New York’s Fifth Avenue leads the way with the world’s highest retail asking rents at $1,650 per square foot for ground-floor space, representing a 6.2 percent jump over 2009. Meanwhile, asking rents along Boston’s chic Newbury Street in the Back Bay area rose 9.1 percent in the 12-month period ending in the second quarter 2010. On M Street in Georgetown in the District of Columbia, asking rents climbed 8.8 percent over the same period.
Those lofty figures compare with a national average asking rent of $19.07 per square foot for community and neighborhood centers combined in the second quarter, according to New York-based research firm Reis. The national rate represents a 1.0 percent drop from the same period a year earlier.
“Recovery isn’t complete, but the findings show an increase in demand and activity in the top retail locations in the Americas,” says Anthony Buono, executive managing director of CBRE’s Retail Services. “It depends on the market and the city.”
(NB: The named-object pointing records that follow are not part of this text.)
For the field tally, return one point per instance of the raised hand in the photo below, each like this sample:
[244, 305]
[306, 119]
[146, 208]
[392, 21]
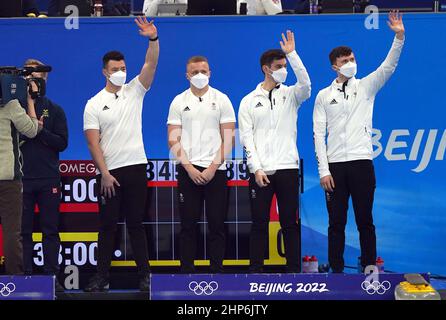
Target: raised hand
[396, 23]
[288, 44]
[146, 29]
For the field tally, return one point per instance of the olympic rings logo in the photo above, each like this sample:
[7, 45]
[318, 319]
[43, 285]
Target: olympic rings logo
[375, 287]
[203, 287]
[6, 289]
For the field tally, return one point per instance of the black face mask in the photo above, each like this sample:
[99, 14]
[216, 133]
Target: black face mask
[41, 87]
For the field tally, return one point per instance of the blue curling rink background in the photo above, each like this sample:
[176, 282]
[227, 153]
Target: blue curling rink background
[409, 117]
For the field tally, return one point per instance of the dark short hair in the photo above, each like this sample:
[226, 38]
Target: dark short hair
[196, 59]
[111, 55]
[337, 52]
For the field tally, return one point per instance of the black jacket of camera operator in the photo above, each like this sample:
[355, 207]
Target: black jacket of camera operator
[41, 154]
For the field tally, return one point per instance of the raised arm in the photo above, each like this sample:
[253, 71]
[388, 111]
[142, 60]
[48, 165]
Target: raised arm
[376, 80]
[302, 88]
[148, 30]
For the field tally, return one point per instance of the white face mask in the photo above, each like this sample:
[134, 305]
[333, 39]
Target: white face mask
[118, 78]
[279, 75]
[349, 69]
[199, 81]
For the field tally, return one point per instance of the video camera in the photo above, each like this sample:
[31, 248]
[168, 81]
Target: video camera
[16, 82]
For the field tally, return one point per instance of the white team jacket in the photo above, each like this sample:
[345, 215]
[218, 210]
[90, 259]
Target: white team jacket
[347, 116]
[268, 122]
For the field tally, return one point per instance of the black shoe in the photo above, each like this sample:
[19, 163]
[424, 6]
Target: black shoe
[58, 286]
[144, 283]
[97, 284]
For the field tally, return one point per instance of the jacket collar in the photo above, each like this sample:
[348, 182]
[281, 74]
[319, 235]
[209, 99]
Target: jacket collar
[336, 85]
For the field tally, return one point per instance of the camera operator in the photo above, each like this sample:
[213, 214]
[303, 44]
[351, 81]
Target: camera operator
[41, 178]
[13, 120]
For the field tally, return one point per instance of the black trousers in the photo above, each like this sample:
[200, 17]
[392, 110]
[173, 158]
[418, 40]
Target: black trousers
[46, 194]
[130, 199]
[285, 184]
[11, 218]
[190, 198]
[355, 179]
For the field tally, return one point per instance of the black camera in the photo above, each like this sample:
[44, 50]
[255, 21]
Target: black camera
[16, 82]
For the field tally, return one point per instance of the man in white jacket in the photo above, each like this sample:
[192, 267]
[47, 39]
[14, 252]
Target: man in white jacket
[344, 111]
[268, 132]
[150, 7]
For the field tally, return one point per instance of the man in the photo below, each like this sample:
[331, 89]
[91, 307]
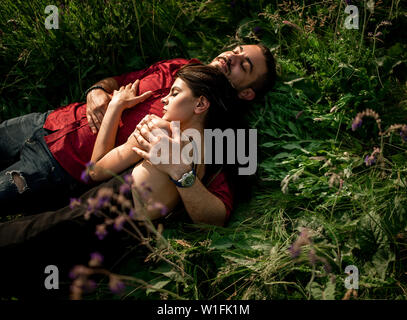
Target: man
[64, 238]
[65, 137]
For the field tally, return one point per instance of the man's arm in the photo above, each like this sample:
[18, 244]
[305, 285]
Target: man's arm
[97, 101]
[201, 205]
[106, 158]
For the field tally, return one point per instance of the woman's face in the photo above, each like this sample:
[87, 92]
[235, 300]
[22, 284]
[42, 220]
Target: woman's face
[180, 103]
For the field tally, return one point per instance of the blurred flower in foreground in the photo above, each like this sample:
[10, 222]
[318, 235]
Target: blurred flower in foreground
[74, 202]
[116, 285]
[303, 239]
[85, 174]
[371, 159]
[96, 259]
[357, 122]
[101, 231]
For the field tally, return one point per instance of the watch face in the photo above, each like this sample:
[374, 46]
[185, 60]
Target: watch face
[188, 180]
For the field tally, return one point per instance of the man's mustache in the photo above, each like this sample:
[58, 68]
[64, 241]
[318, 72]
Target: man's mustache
[227, 61]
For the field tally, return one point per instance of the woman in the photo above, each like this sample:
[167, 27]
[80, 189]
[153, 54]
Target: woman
[200, 98]
[197, 99]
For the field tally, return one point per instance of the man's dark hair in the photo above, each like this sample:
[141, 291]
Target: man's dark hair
[266, 81]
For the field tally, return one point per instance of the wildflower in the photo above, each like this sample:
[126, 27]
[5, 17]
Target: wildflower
[303, 239]
[96, 259]
[92, 204]
[116, 285]
[403, 133]
[101, 231]
[257, 29]
[357, 123]
[103, 197]
[369, 160]
[128, 178]
[85, 174]
[288, 23]
[74, 202]
[157, 205]
[119, 222]
[299, 114]
[79, 270]
[312, 256]
[76, 291]
[132, 213]
[124, 189]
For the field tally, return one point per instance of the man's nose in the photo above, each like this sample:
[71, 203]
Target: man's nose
[235, 58]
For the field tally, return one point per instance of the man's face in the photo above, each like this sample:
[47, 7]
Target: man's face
[243, 65]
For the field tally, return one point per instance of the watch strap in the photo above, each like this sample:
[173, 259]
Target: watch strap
[178, 183]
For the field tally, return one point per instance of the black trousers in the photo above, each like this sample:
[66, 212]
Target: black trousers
[62, 238]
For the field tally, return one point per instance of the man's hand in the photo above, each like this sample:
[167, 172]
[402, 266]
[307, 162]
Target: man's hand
[126, 97]
[150, 140]
[96, 105]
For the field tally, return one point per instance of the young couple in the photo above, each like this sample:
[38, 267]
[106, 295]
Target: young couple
[44, 156]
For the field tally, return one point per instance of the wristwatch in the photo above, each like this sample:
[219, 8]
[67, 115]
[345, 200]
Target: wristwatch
[187, 179]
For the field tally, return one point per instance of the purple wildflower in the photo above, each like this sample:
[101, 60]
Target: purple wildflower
[84, 176]
[101, 231]
[78, 270]
[125, 189]
[294, 251]
[96, 259]
[128, 178]
[89, 286]
[257, 29]
[119, 222]
[74, 202]
[299, 114]
[116, 285]
[369, 160]
[357, 123]
[101, 202]
[403, 133]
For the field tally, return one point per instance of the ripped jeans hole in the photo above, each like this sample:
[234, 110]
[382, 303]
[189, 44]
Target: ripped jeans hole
[18, 179]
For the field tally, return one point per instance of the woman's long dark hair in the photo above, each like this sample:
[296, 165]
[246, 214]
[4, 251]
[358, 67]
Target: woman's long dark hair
[226, 111]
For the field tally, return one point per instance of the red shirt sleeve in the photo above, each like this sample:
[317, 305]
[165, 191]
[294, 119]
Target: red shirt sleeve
[220, 188]
[174, 64]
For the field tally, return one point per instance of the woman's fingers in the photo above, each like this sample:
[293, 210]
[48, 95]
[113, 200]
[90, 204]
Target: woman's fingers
[135, 86]
[141, 153]
[143, 143]
[144, 96]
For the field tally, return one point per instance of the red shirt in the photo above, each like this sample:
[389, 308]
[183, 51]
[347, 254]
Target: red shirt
[72, 141]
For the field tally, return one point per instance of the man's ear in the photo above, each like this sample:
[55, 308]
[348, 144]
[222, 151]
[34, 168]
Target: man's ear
[203, 105]
[247, 94]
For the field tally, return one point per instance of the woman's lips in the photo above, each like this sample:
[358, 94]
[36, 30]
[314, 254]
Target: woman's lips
[223, 65]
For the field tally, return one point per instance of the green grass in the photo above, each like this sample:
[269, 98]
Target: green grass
[311, 171]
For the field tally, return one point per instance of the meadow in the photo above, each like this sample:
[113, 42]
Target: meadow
[330, 188]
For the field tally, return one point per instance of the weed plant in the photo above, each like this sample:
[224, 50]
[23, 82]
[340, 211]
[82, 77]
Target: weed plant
[321, 200]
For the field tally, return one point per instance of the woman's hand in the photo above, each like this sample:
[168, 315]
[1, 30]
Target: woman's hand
[96, 105]
[126, 97]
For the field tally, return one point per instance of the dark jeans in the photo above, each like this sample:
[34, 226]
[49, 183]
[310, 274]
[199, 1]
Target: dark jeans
[63, 238]
[24, 157]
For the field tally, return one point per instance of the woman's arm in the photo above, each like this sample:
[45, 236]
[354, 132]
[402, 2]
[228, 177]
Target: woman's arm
[107, 159]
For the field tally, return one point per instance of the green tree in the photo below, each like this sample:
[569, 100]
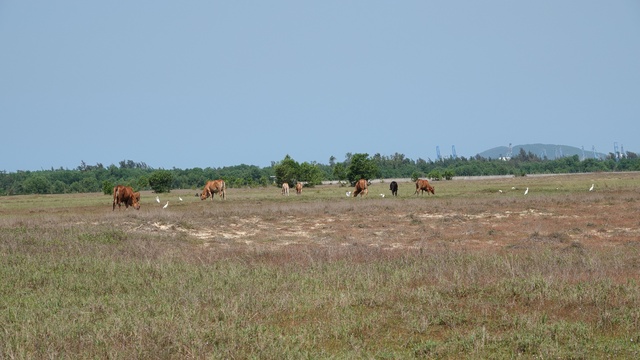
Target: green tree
[448, 174]
[339, 172]
[309, 173]
[287, 171]
[36, 184]
[435, 175]
[107, 187]
[361, 166]
[160, 181]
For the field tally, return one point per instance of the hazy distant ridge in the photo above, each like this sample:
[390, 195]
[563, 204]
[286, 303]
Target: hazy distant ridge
[549, 150]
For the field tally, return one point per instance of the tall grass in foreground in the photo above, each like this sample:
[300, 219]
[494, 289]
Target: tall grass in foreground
[88, 294]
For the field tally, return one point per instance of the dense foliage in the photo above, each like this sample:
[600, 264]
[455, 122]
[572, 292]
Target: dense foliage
[140, 176]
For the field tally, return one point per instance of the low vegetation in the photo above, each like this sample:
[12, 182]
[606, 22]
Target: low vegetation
[140, 176]
[477, 270]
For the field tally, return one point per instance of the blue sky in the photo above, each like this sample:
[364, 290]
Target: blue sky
[221, 83]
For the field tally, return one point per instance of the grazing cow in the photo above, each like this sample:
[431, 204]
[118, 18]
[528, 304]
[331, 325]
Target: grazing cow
[361, 188]
[125, 195]
[212, 187]
[423, 185]
[394, 188]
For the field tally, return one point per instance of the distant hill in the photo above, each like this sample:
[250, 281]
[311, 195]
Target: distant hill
[550, 151]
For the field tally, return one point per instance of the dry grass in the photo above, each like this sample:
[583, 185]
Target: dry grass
[468, 271]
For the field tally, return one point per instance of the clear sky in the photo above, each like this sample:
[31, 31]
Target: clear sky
[218, 83]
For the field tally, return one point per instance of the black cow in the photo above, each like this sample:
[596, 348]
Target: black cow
[394, 188]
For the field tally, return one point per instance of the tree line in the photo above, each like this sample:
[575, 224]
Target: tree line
[140, 176]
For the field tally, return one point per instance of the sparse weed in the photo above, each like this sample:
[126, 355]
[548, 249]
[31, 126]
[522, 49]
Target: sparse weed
[325, 276]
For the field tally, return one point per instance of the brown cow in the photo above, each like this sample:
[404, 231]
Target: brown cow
[212, 187]
[361, 188]
[423, 185]
[124, 194]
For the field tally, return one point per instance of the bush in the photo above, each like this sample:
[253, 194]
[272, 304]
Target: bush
[160, 181]
[107, 187]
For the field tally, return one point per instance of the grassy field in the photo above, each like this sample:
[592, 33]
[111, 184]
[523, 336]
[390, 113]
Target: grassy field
[478, 270]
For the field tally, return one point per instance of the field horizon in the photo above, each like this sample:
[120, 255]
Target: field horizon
[478, 270]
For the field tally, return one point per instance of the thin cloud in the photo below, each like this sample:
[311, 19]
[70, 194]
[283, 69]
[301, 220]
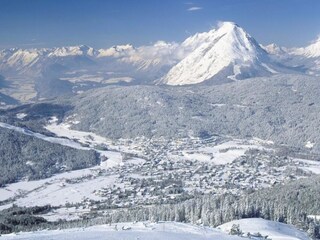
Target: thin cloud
[194, 9]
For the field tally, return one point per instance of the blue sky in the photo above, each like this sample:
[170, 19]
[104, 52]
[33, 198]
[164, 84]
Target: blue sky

Although the super-luxury markets are trending up in their rent demands, current and prospective tenants may not be willing to shell out higher monthly payments. “Many landlords and real estate companies have taken an overly optimistic view of the economic recovery and started to request higher rents,” says Tami DeFrank, vice president and director of real estate with Jones Lang LaSalle’s San Francisco office. “We don’t believe that the tenants are willing to pay increased rents at this time.”